Nathan O'Keefe and Septimus Caton are Antipholus of Syracuse and Ephesus, respectively, and Renato Musolino and Hazem Shammas are their respective Dromios. The mix-ups between these four alone is enough to keep anybody entertained, without the hilarity that the rest of the play brings with it. O'Keefe and Musolino are both well known to Adelaide audiences and they live up to any expectations one may have had. Caton and Shammas are equally excellent and so these four roles, that rely so heavily on the similarities between the twins, works superbly through the accurate mirroring of each pair of actors.
Each Antipholus dresses alike but, where O'Keefe's character is the more staid, Caton's struts around in an open shirt, and so we can easily recognise each of these although, it seems, no other characters pick that difference. The physical appearance of each being so alike, it is often only when the two Dromios are next to each other that one can be entirely sure which is which. Effectively, it is a double, double-act of ludicrous proportions that relies on these four very impressive individual performances, and some great ensemble work.
The confusion, and the comedy, increases with the introduction of two women to the situation. Elena Carapetis plays Adriana, the wife of Antipholus, and Jude Henshall plays her younger sister, Luciana. Carapetis gives us a very vocal, petulant woman when angry, whilst Henshall takes the term blonde bimbo to another level. Not only do we get lots of laughs from their mistaking who is who within the four men but, when Luciana tells Adriana that Antipholus has expressed his love for her, there some strained relations between the two. They don't miss a trick in finding the humour in both the text and the characters.
Adding two more men generates more laughter. Taufa also plays Balthazar, a merchant, who gets mixed up in the confusion as he is owed money by Angelo, the goldsmith, played by Demitrios Sirilas, who has supplied Antipholus with a gold chain, for which he has not been paid. Taufa makes Balthazar a man who you would not want to cross, and Sirilas, covered in gold chains, look like a pimp, people that you would not be surprised to find in a port, which is what Ephesus is, of course. Right there we have another great double act, but we have not finished.
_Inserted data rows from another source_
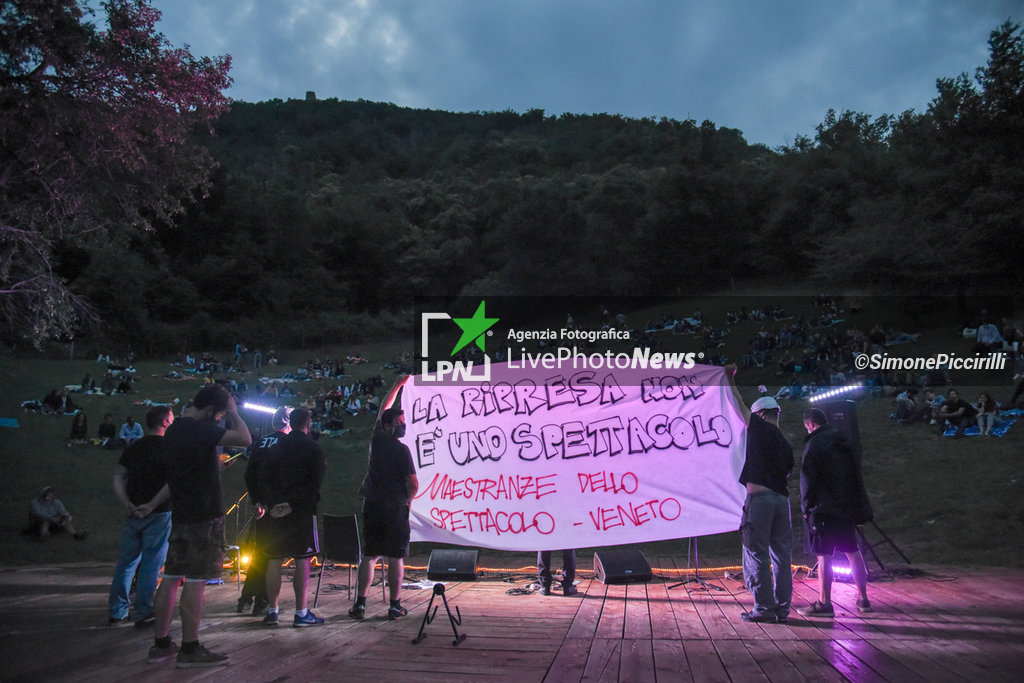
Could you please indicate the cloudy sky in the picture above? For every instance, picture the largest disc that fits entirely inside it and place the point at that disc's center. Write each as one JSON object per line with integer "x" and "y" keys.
{"x": 769, "y": 69}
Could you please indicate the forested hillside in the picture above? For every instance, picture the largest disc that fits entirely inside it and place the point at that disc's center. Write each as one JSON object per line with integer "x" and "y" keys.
{"x": 325, "y": 218}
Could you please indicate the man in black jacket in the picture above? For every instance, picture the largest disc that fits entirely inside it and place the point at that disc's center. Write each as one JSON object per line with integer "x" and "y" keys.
{"x": 834, "y": 502}
{"x": 289, "y": 482}
{"x": 254, "y": 592}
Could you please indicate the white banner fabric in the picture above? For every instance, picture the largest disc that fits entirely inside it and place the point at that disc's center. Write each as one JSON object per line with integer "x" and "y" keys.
{"x": 534, "y": 460}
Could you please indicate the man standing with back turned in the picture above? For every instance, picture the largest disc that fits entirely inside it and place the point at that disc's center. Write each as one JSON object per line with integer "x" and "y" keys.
{"x": 140, "y": 484}
{"x": 766, "y": 526}
{"x": 388, "y": 489}
{"x": 290, "y": 482}
{"x": 196, "y": 551}
{"x": 834, "y": 502}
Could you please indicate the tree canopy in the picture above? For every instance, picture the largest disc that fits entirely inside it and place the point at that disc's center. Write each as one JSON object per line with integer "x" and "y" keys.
{"x": 324, "y": 217}
{"x": 96, "y": 139}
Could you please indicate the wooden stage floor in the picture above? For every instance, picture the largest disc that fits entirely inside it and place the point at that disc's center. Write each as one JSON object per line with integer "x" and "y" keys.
{"x": 948, "y": 625}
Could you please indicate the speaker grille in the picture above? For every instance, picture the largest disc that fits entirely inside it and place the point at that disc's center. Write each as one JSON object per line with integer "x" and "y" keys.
{"x": 453, "y": 565}
{"x": 622, "y": 566}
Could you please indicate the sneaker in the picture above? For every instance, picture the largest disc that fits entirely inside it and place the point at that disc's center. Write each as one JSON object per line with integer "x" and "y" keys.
{"x": 144, "y": 622}
{"x": 201, "y": 657}
{"x": 817, "y": 608}
{"x": 259, "y": 606}
{"x": 308, "y": 620}
{"x": 763, "y": 617}
{"x": 161, "y": 654}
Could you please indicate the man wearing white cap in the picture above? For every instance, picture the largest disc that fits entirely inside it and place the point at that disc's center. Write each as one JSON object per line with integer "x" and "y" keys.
{"x": 766, "y": 526}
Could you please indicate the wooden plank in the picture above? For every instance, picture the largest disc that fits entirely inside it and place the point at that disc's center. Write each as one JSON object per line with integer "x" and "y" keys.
{"x": 670, "y": 660}
{"x": 589, "y": 611}
{"x": 636, "y": 659}
{"x": 602, "y": 663}
{"x": 612, "y": 620}
{"x": 841, "y": 659}
{"x": 704, "y": 662}
{"x": 809, "y": 663}
{"x": 921, "y": 630}
{"x": 737, "y": 660}
{"x": 773, "y": 664}
{"x": 569, "y": 662}
{"x": 637, "y": 613}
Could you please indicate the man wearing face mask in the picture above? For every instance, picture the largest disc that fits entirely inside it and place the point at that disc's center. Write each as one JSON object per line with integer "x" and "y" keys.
{"x": 387, "y": 491}
{"x": 196, "y": 549}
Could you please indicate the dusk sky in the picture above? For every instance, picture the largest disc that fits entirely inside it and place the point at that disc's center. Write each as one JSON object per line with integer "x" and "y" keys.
{"x": 770, "y": 69}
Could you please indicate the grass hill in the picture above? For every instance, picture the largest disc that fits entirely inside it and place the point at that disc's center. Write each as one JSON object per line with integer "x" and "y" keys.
{"x": 941, "y": 500}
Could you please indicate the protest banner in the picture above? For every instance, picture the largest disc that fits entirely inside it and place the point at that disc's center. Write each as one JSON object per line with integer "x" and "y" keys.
{"x": 541, "y": 458}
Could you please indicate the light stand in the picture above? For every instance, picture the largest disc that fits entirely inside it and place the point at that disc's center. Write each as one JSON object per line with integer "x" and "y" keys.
{"x": 696, "y": 569}
{"x": 428, "y": 616}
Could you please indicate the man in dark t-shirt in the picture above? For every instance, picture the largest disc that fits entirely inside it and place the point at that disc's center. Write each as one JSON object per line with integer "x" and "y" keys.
{"x": 290, "y": 483}
{"x": 196, "y": 549}
{"x": 766, "y": 525}
{"x": 254, "y": 590}
{"x": 387, "y": 491}
{"x": 140, "y": 484}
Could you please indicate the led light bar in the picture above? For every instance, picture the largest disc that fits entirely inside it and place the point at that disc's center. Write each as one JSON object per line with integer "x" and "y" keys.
{"x": 835, "y": 392}
{"x": 259, "y": 409}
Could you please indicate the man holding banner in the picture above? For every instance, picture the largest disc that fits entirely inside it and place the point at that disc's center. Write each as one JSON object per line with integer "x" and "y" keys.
{"x": 766, "y": 526}
{"x": 387, "y": 489}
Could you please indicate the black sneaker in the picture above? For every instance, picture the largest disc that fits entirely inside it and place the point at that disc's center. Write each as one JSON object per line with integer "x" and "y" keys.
{"x": 144, "y": 622}
{"x": 259, "y": 606}
{"x": 764, "y": 617}
{"x": 817, "y": 608}
{"x": 161, "y": 654}
{"x": 200, "y": 657}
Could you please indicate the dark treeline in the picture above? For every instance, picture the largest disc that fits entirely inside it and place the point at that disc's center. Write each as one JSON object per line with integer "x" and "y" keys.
{"x": 327, "y": 217}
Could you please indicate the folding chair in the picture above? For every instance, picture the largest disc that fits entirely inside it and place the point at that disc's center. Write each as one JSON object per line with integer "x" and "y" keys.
{"x": 341, "y": 544}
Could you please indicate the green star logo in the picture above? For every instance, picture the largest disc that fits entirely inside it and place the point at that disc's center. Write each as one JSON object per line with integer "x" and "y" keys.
{"x": 473, "y": 329}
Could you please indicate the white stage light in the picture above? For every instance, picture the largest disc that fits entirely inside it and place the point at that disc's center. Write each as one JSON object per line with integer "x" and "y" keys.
{"x": 260, "y": 409}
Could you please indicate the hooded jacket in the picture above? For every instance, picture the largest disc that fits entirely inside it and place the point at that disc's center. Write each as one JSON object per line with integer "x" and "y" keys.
{"x": 830, "y": 480}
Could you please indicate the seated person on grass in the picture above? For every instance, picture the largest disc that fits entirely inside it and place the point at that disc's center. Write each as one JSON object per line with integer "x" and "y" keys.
{"x": 130, "y": 431}
{"x": 906, "y": 404}
{"x": 956, "y": 412}
{"x": 108, "y": 431}
{"x": 47, "y": 515}
{"x": 79, "y": 430}
{"x": 987, "y": 414}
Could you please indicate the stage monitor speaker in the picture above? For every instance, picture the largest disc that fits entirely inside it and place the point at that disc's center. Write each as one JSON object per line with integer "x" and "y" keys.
{"x": 452, "y": 565}
{"x": 622, "y": 566}
{"x": 843, "y": 416}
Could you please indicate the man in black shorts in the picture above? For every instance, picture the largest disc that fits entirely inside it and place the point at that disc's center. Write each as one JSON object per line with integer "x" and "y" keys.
{"x": 196, "y": 550}
{"x": 387, "y": 489}
{"x": 290, "y": 482}
{"x": 254, "y": 591}
{"x": 834, "y": 502}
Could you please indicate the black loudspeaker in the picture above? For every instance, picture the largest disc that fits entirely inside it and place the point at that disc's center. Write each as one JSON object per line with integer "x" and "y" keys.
{"x": 843, "y": 416}
{"x": 452, "y": 565}
{"x": 622, "y": 566}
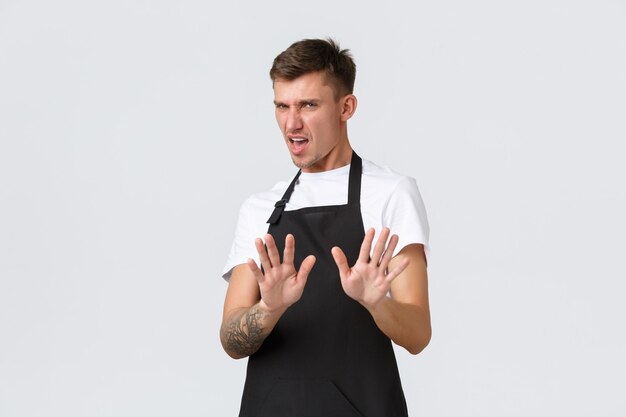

A courtesan, whom Antipholus turns to as a dinner companion when he is refused entry to his home because, as far as his wife is concerned, he is already there, is played by Suzannah McDonald. She combines with Adriana and Luciana, ganging up on the wayward Antipholus, the three now finding another layer of mistaken identities, and the laughs continue. McDonald goes to the other extreme as she also plays the Abbess, although the lisp she adopts for this role does make the already difficult Shakespearean language a little harder again to follow and might be better dropped. Gilfedder also returns as Dr. Pinch, who promptly diagnoses Antipholus as being possessed, and gets his beard singed for his trouble.
This is a farce, and so all of those doors just have to be used for a suitably silly chase scene, although why everybody seems to end up dancing drunkenly in a club until they vomit is not clear, especially as they then carry on with the chase again. The weird and wonderful collection of characters created by the cast, as disparate as they may at first appear, all somehow fit together thanks to
The Combined performances of a very solid cast, who carry out all of this carry on without the slightest hesitation anywhere in the delivery of the dialogue. That is no mean feat.
This is a successful first collaboration between these two companies and, hopefully, not the last. The audience left the theatre with universal smiles; just what was needed on a cold, wet and windy night.